Je me couchai très fatigué ce soir-là, et incapable de composer mon épître à Miss Tina. Était-ce cette reculade qui m’inspira le lendemain matin, dès mon réveil, l’honnête détermination d’avoir une entrevue avec la pauvre dame, aussitôt qu’elle voudrait bien me recevoir ? Elle y était pour une part, certainement, mais ce qui en avait une bien plus considérable, c’est que, pendant la nuit, la plus étrange révolution s’était opérée dans mon esprit. Je m’en rendis compte, à peine les yeux ouverts, et je sautai à bas de mon lit dans l’état d’esprit d’un homme qui se rappelle avoir laissé, la veille, la porte de sa maison ouverte, ou une bougie allumée au-dessous d’une planche.

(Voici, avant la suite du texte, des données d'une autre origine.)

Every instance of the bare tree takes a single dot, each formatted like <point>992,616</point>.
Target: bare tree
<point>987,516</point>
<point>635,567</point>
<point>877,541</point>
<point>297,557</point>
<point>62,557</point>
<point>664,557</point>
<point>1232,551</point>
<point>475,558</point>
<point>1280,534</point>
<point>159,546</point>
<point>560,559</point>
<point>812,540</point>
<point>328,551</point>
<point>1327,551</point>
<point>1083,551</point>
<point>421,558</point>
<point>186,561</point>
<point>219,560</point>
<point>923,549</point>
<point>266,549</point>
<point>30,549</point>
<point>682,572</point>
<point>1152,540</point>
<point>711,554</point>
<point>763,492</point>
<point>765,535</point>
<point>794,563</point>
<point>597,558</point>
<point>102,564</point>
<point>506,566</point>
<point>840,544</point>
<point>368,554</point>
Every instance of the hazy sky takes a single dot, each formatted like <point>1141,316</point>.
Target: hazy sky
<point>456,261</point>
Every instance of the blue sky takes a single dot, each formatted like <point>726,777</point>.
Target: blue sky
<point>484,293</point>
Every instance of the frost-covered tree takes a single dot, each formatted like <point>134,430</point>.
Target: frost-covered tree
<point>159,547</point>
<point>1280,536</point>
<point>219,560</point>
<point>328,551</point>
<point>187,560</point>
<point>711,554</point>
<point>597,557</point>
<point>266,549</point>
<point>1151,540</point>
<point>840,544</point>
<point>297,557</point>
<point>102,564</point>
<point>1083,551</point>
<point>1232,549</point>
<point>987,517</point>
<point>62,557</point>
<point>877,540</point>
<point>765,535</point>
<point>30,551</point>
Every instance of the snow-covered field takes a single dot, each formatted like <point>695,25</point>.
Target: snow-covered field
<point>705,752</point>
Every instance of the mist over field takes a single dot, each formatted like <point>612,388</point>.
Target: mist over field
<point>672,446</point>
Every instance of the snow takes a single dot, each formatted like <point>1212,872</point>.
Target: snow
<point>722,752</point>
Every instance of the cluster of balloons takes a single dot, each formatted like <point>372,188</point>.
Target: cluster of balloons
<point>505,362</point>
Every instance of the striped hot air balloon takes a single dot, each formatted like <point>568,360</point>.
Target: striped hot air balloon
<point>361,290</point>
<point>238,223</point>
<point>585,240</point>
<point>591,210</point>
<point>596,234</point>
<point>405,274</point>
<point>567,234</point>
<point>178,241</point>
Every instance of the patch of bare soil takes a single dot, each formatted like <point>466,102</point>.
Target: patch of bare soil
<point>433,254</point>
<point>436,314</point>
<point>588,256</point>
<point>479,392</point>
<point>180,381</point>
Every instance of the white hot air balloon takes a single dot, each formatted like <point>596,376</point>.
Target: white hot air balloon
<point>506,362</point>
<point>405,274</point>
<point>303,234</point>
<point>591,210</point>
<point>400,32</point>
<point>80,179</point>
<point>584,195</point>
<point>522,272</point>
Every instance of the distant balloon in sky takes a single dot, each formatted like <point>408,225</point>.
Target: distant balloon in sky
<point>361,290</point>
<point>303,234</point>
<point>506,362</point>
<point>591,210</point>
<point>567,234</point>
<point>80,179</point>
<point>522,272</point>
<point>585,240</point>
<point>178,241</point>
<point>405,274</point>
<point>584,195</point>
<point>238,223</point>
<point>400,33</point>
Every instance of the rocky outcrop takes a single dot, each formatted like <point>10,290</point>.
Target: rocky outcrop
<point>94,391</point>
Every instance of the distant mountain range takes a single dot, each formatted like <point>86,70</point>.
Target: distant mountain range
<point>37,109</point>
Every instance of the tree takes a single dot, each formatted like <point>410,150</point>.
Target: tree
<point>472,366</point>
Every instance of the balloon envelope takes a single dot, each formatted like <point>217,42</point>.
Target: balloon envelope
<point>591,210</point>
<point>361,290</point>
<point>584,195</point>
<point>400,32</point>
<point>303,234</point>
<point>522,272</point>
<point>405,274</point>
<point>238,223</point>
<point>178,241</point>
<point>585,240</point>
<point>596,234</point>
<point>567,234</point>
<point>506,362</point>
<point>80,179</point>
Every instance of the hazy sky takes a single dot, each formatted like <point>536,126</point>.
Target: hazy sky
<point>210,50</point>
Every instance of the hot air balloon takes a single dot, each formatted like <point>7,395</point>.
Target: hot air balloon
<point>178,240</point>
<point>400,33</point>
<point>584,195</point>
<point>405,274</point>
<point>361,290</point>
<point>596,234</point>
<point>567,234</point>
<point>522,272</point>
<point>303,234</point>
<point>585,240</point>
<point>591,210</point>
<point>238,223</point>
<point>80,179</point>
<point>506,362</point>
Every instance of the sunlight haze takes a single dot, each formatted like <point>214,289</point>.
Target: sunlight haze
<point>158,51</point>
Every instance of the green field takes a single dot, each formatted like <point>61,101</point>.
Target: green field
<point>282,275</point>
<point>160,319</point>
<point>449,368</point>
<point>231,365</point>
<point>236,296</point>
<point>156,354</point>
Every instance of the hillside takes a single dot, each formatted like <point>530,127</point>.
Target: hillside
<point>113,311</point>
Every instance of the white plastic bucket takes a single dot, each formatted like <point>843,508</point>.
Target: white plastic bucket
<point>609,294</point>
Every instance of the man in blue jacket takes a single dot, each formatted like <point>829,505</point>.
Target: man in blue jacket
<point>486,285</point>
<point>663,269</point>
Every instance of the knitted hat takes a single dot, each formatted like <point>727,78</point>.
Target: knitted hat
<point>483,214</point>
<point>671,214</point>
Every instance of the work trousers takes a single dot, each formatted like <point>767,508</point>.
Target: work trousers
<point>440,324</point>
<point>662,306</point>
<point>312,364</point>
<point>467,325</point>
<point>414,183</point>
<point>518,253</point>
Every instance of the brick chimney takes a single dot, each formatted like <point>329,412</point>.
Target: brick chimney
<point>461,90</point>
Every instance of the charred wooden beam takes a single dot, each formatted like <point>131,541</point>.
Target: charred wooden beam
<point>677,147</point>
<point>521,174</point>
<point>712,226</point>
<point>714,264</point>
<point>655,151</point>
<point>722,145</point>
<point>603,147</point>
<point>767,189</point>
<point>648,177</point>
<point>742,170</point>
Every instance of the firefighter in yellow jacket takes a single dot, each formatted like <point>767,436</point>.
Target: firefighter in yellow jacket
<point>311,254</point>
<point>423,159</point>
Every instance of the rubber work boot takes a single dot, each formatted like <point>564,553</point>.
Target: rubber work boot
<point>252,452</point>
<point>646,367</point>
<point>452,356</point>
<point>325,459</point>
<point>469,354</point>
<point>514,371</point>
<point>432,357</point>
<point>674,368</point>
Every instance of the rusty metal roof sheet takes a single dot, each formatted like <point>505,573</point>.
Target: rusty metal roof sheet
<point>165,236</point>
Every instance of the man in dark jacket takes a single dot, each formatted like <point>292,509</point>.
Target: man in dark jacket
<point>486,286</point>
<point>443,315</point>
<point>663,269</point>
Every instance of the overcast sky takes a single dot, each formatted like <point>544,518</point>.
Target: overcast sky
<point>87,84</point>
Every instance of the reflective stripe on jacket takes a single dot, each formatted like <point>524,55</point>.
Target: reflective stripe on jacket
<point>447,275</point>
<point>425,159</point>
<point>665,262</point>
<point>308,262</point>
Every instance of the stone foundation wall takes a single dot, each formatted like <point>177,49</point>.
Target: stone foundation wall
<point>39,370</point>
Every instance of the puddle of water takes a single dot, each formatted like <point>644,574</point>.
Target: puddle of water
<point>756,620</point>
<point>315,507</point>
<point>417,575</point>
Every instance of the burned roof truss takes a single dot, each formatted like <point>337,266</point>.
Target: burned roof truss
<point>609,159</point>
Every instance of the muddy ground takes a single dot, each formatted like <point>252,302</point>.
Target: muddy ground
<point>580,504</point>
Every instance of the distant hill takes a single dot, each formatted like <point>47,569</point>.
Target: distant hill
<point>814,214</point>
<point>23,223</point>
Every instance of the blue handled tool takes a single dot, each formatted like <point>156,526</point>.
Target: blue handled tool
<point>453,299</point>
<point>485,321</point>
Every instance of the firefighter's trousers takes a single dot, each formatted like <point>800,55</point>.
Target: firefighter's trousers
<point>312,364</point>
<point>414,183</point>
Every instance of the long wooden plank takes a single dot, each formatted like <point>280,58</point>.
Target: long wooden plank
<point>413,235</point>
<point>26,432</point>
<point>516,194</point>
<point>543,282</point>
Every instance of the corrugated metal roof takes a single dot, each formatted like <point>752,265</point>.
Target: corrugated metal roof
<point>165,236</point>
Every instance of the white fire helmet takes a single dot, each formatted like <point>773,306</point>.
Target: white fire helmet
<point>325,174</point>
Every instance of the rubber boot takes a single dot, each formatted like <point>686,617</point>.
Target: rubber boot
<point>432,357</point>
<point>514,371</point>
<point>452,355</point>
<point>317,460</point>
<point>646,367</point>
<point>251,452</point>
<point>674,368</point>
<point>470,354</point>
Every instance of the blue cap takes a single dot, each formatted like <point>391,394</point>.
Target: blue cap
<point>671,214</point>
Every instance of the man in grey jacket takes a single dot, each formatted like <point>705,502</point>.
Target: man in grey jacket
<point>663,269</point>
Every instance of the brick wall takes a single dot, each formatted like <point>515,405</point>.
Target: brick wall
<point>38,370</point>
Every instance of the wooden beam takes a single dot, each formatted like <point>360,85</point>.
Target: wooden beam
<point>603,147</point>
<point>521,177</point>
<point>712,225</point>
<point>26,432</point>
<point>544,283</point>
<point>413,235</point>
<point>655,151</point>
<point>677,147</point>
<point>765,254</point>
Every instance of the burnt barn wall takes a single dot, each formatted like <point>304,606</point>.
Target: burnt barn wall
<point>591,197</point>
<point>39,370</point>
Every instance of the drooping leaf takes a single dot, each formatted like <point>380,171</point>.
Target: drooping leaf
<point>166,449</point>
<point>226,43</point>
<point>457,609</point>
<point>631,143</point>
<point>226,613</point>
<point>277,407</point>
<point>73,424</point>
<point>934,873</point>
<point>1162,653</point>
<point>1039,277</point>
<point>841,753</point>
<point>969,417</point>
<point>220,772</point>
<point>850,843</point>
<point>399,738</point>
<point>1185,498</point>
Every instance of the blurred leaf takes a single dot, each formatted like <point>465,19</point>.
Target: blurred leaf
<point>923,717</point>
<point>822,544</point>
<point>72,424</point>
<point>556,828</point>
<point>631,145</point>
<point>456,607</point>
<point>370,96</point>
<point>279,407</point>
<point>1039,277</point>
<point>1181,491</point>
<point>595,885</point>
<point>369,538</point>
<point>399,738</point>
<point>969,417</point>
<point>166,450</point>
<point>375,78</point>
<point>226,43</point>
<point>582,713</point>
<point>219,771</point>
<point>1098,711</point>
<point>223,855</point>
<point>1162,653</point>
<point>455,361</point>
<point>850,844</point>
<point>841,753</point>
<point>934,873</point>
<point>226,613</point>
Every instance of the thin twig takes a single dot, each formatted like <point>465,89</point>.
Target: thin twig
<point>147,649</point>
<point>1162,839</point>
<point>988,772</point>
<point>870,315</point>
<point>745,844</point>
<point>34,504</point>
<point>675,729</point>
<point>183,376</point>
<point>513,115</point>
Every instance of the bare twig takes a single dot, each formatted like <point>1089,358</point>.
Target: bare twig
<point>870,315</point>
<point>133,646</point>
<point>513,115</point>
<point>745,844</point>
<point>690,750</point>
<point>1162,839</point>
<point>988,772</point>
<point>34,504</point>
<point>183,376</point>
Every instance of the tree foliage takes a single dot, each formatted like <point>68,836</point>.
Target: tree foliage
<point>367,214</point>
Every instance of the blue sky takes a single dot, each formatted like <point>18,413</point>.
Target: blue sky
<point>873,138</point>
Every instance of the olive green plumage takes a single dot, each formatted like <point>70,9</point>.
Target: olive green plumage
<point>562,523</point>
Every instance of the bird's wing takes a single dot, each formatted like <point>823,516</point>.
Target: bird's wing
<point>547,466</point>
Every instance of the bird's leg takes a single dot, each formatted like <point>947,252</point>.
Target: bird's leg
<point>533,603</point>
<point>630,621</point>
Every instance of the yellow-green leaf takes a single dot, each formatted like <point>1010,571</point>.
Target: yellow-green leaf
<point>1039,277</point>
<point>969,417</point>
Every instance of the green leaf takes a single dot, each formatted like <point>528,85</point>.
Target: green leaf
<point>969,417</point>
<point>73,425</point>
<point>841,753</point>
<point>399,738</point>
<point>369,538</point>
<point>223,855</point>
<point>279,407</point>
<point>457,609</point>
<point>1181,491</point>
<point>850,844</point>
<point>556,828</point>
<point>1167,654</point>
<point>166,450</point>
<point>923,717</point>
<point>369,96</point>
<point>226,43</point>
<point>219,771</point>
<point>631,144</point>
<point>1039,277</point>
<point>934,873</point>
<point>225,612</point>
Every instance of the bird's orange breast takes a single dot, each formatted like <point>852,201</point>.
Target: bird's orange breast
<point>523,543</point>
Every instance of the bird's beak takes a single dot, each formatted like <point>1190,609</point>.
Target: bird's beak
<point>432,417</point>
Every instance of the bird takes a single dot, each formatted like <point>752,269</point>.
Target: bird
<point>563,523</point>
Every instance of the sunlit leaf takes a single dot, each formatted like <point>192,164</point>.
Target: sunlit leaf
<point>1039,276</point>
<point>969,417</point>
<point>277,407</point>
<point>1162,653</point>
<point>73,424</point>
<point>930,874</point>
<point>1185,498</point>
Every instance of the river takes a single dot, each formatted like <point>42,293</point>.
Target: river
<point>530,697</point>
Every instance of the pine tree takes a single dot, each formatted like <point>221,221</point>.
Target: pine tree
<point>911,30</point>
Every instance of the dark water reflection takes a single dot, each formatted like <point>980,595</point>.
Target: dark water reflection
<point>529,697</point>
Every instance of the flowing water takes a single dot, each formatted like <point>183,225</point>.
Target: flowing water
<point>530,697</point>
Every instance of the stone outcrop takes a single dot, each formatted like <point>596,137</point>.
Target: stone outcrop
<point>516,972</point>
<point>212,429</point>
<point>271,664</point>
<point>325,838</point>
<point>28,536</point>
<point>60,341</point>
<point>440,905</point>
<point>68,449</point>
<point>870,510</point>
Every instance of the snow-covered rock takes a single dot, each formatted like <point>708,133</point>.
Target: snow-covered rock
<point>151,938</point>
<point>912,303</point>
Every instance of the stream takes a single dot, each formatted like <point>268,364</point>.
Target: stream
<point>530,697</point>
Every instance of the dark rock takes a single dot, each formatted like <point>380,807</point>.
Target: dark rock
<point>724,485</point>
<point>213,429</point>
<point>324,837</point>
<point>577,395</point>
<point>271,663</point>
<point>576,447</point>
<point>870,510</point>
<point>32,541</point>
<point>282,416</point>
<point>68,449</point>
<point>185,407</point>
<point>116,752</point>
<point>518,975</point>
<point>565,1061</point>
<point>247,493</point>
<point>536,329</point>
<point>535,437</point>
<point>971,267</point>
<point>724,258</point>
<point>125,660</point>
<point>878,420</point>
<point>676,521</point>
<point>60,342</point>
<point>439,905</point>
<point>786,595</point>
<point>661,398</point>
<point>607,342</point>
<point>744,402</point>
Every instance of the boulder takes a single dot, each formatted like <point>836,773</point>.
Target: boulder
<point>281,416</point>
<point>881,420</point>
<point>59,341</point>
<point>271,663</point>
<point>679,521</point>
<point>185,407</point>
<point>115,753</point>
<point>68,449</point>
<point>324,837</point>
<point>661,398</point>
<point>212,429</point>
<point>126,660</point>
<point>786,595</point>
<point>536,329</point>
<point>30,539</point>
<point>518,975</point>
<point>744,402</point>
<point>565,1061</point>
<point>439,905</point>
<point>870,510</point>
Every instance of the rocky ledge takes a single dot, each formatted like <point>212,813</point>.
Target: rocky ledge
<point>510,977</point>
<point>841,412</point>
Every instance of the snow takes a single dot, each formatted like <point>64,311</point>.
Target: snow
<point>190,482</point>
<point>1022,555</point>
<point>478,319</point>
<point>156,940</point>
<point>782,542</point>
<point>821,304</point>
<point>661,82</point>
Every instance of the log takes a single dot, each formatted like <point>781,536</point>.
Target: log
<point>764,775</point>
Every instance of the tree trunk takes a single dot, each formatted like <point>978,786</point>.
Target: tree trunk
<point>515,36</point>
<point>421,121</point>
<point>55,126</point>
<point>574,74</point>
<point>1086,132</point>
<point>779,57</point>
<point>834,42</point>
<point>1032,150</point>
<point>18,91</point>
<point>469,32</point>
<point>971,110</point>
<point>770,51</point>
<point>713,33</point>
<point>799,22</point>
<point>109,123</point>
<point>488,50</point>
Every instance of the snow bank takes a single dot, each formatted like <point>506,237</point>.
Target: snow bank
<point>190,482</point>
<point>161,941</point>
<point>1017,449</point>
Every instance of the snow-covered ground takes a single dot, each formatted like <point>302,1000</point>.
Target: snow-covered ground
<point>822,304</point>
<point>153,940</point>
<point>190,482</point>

Était-il encore temps de sauver mon bien ? Telle était la question que se posait mon cœur, car, dans la cérébralité inconsciente du sommeil, j’étais revenu à une appréciation passionnée du trésor de Juliana. Les pièces qui le composaient m’étaient devenues plus précieuses que jamais, et, dans mon besoin de les acquérir, il entrait maintenant une réelle, une positive férocité. La condition attachée par Miss Tina à la réalisation de mon désir n’était plus qu’un obstacle qui ne valait pas la peine d’une réflexion, et pendant une heure, ce matin-là, mon imagination repentante la mit de côté.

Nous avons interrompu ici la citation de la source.